Finance panel to get update on long-delayed upgrade; investment review also slated
A proposal request for Benicia’s new computer finance software is being prepared, the Finance Committee will hear Friday.
And by June, an assessment recommendation should be put before the City Council, according to a pre-implementation schedule prepared by interim Finance Director Brenda Olwin.
Until early this year, the expected improvement to city finance computer software was ONESolution, a program that has become the primary focus of the city’s longtime computer vendor, SunGard.
Since 2010, SunGard had been working with city employees to get ONESolution operating on Benicia’s finance department computers.

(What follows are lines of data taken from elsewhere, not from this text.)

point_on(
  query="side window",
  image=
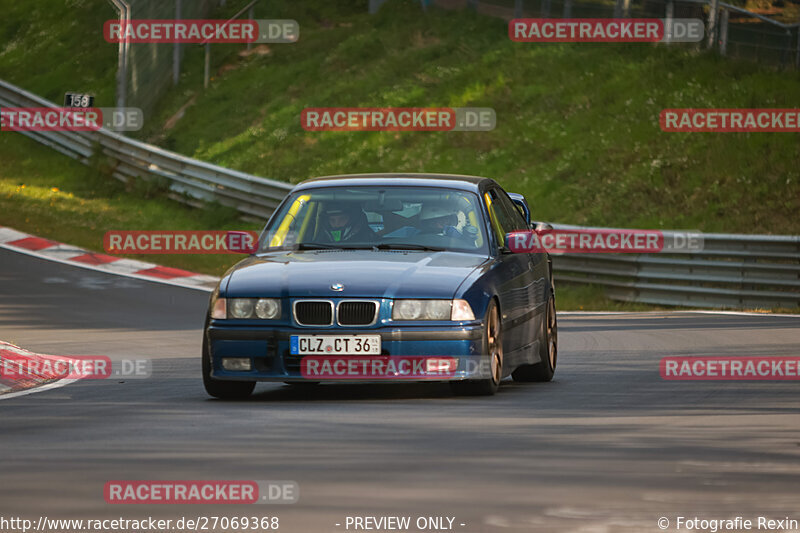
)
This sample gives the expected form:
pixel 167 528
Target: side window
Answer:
pixel 513 210
pixel 503 215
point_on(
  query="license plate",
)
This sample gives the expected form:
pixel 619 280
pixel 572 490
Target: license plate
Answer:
pixel 335 344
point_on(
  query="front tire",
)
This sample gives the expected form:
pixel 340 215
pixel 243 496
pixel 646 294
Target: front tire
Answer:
pixel 224 390
pixel 548 350
pixel 493 346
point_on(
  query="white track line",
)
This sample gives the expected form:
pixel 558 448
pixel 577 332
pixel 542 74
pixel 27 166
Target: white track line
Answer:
pixel 174 282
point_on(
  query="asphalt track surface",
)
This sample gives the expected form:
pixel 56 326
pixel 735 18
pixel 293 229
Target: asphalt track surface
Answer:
pixel 607 446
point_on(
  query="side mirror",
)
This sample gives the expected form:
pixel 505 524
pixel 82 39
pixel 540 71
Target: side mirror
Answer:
pixel 522 206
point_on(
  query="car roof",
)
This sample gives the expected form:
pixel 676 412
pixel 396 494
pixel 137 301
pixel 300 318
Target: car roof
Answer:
pixel 451 181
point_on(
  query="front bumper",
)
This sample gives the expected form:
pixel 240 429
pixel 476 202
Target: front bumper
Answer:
pixel 271 360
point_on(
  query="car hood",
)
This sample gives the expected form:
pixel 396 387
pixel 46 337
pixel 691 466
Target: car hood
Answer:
pixel 363 273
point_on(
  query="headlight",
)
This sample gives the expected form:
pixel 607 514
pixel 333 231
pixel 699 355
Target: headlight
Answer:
pixel 263 308
pixel 462 311
pixel 219 309
pixel 421 310
pixel 268 308
pixel 241 307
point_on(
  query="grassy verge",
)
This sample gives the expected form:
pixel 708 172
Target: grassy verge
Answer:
pixel 47 194
pixel 577 125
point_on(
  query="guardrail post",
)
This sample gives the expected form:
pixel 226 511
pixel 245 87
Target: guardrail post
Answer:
pixel 670 13
pixel 723 32
pixel 712 23
pixel 797 57
pixel 176 49
pixel 251 15
pixel 622 8
pixel 207 69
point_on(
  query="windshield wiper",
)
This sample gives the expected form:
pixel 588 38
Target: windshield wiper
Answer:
pixel 323 246
pixel 408 246
pixel 316 246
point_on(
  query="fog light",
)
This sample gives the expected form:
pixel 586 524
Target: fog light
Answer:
pixel 236 364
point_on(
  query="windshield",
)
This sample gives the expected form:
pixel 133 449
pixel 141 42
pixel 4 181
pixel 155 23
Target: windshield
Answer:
pixel 372 217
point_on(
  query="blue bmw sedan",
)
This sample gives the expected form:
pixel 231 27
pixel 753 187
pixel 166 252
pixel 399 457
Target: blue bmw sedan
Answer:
pixel 385 277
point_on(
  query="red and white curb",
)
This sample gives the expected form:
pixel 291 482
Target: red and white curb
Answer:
pixel 26 381
pixel 18 241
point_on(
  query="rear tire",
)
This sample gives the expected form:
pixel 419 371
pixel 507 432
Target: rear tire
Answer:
pixel 548 350
pixel 224 390
pixel 493 346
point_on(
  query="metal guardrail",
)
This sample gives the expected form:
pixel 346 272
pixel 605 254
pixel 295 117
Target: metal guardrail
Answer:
pixel 738 271
pixel 189 180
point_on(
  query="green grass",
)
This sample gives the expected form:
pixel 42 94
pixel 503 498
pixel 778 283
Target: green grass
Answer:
pixel 577 125
pixel 47 194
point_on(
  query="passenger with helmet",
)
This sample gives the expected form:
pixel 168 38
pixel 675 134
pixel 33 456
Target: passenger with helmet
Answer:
pixel 345 223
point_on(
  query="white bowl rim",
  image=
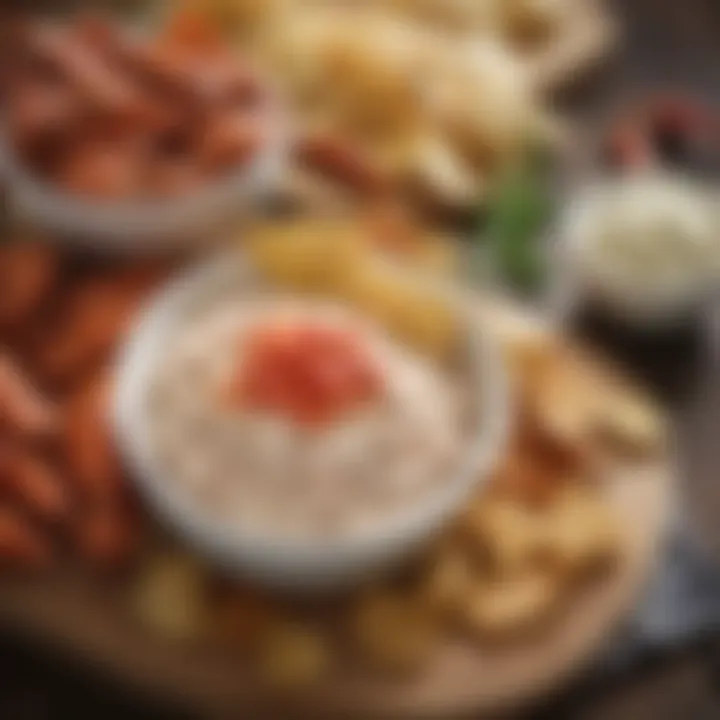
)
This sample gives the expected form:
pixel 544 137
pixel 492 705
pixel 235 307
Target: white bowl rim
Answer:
pixel 139 357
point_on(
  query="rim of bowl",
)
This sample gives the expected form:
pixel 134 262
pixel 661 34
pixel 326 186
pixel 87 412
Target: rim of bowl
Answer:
pixel 139 359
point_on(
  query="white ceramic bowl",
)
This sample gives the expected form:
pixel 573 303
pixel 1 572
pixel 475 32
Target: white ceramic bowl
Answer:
pixel 144 224
pixel 290 563
pixel 578 277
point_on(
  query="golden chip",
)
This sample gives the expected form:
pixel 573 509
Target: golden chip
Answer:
pixel 393 632
pixel 504 606
pixel 293 657
pixel 170 597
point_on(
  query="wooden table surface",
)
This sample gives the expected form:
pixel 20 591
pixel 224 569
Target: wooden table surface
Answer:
pixel 668 42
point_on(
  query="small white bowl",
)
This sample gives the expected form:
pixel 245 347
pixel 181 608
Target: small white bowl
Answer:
pixel 145 224
pixel 280 562
pixel 577 277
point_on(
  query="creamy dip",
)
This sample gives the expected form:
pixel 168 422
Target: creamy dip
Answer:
pixel 261 470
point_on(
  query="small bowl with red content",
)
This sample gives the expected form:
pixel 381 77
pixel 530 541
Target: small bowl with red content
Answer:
pixel 110 135
pixel 293 439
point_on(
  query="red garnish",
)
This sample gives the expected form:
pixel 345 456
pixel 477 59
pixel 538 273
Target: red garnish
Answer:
pixel 310 372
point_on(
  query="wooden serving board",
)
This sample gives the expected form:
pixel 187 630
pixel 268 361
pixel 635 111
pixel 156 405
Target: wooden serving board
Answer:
pixel 91 621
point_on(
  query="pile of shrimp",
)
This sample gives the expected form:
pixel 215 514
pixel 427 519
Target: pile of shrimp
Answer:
pixel 63 491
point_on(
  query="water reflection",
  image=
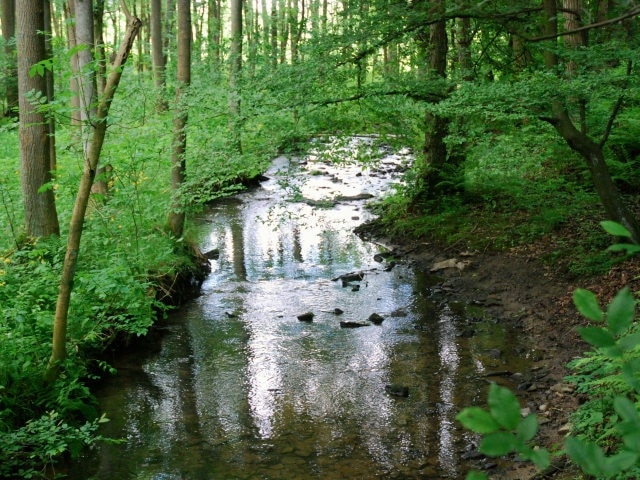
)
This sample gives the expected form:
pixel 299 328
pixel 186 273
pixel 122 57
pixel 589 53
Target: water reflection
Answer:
pixel 241 389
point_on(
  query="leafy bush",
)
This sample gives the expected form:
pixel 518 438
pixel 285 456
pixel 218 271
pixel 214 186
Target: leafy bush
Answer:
pixel 610 375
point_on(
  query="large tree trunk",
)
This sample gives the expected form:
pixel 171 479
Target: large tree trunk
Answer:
pixel 8 19
pixel 58 351
pixel 436 127
pixel 580 142
pixel 176 217
pixel 41 218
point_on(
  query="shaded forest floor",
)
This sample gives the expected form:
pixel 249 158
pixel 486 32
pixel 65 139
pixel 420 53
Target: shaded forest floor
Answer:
pixel 517 285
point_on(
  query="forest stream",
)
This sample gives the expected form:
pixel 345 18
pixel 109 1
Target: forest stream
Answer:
pixel 368 386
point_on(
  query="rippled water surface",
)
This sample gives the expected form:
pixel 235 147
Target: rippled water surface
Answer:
pixel 239 388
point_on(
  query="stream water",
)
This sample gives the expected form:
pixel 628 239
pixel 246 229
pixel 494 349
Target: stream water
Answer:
pixel 237 387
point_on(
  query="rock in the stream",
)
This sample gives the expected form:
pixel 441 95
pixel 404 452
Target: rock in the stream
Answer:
pixel 306 317
pixel 450 263
pixel 397 390
pixel 353 324
pixel 349 277
pixel 213 254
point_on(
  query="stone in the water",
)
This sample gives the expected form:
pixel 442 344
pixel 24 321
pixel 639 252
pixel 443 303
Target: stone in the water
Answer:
pixel 353 324
pixel 397 390
pixel 213 254
pixel 306 317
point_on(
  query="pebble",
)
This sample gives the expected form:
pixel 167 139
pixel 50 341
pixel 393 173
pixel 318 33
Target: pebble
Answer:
pixel 566 428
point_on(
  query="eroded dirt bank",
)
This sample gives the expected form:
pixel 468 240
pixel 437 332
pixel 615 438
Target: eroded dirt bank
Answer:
pixel 517 287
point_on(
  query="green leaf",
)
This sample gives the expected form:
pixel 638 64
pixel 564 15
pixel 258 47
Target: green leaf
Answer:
pixel 628 248
pixel 504 406
pixel 621 311
pixel 474 475
pixel 498 444
pixel 45 187
pixel 615 229
pixel 629 342
pixel 587 455
pixel 587 304
pixel 527 428
pixel 626 409
pixel 477 420
pixel 619 462
pixel 540 458
pixel 598 337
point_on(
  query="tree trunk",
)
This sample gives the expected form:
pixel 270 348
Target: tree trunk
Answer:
pixel 214 33
pixel 58 351
pixel 235 62
pixel 158 57
pixel 101 73
pixel 41 218
pixel 175 221
pixel 8 19
pixel 85 74
pixel 283 30
pixel 580 142
pixel 50 86
pixel 274 34
pixel 70 15
pixel 169 28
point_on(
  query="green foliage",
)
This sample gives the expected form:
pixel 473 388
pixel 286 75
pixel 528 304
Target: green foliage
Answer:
pixel 609 374
pixel 27 451
pixel 504 430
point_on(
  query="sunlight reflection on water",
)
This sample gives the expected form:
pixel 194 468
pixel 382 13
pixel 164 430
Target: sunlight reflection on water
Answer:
pixel 241 389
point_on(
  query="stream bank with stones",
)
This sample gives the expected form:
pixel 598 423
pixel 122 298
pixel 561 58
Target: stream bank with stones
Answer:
pixel 309 353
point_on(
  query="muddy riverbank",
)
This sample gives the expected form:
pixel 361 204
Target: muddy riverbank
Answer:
pixel 518 289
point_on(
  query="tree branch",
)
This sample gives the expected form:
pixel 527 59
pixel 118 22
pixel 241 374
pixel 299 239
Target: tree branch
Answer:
pixel 616 110
pixel 631 13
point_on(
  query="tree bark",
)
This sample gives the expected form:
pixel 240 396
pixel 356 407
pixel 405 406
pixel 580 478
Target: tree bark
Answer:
pixel 176 217
pixel 157 43
pixel 58 351
pixel 580 142
pixel 235 67
pixel 41 218
pixel 8 19
pixel 436 127
pixel 50 86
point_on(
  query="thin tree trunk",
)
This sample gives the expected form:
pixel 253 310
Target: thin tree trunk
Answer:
pixel 50 86
pixel 8 19
pixel 235 67
pixel 41 218
pixel 176 217
pixel 70 15
pixel 101 74
pixel 158 57
pixel 436 127
pixel 580 142
pixel 58 351
pixel 169 27
pixel 274 34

The program, then seen as a system upgrade costing about $66,000, was expected to work on computers in other departments as well, to streamline some of the budget and financial tracking procedures and to let computers from Finance and Human Resources share data.
Because this was described as an upgrade to an existing system, the city didn’t seek bids on the project.
Paperwork would be reduced, and the time it takes to generate financial reports would be slashed, the Finance Committee heard through earlier staff reports.
But the conversion ran into difficulties and would take months longer than expected, then-Finance Director Karan Reid told the committee early last year. After she resigned to take another position in Concord, Olwin began examining the project, calling in the Government Finance Officers Association to help her analyze the complications.
In January, she and City Manager Brad Kilger announced that city staff would be looking at “a new paradigm.” They had learned that whether the city converted to ONESolution or sought a different software system, the price would be much greater than expected — ranging between $300,000 and $500,000.
Kilger and Olwin said city staff would develop a request for proposals to determine if another system would be more compatible with the city’s computers and cost less to operate.
At that time, instead of the oral reports the Finance Committee had been receiving, Olwin started providing a progress chart, outlining the stage of development of the new approach.
At Friday’s meeting, the committee will hear that if the Council agrees, the request for proposals will be issued July 15. Vendor responses would be evaluated by Aug. 30, and contract negotiations would be under way by Sept. 30.
In the meantime, the Finance Department is trying to make interim improvements that would reduce the workload and streamline report generating.
Among the improvements that are under way are providing departmental access to Web-based reporting, timecard uploading, lockbox payment processing, charting of accounts and cost accounting and coding.
Olwin also will give the committee a progress report on the development of a 10-year General Fund forecast.
The committee will review the investment report for the quarter that ended March 31. Benicia’s portfolio has Local Agency Investment Fund, treasury bills, federal agency notes, corporate notes, certificates of deposits and trustee accounts, in addition to cash balances in its checking accounts, Olwin wrote in her introduction to the report.
“The city has adequate investments to meet its expenditure requirements for the next six months,” she wrote.
In addition, the portfolio complies with government code requirements, she wrote.
Committee members also will review Olwin’s all-funds summary reports for March, the third quarter reports for the General, Wastewater and Water funds, and the March warrant registers, the city’s monthly audit of payment to vendors that supply services to the city.
The Finance Committee meeting will start at 8 a.m. Friday in the Commission Room of City Hall, 250 East L St.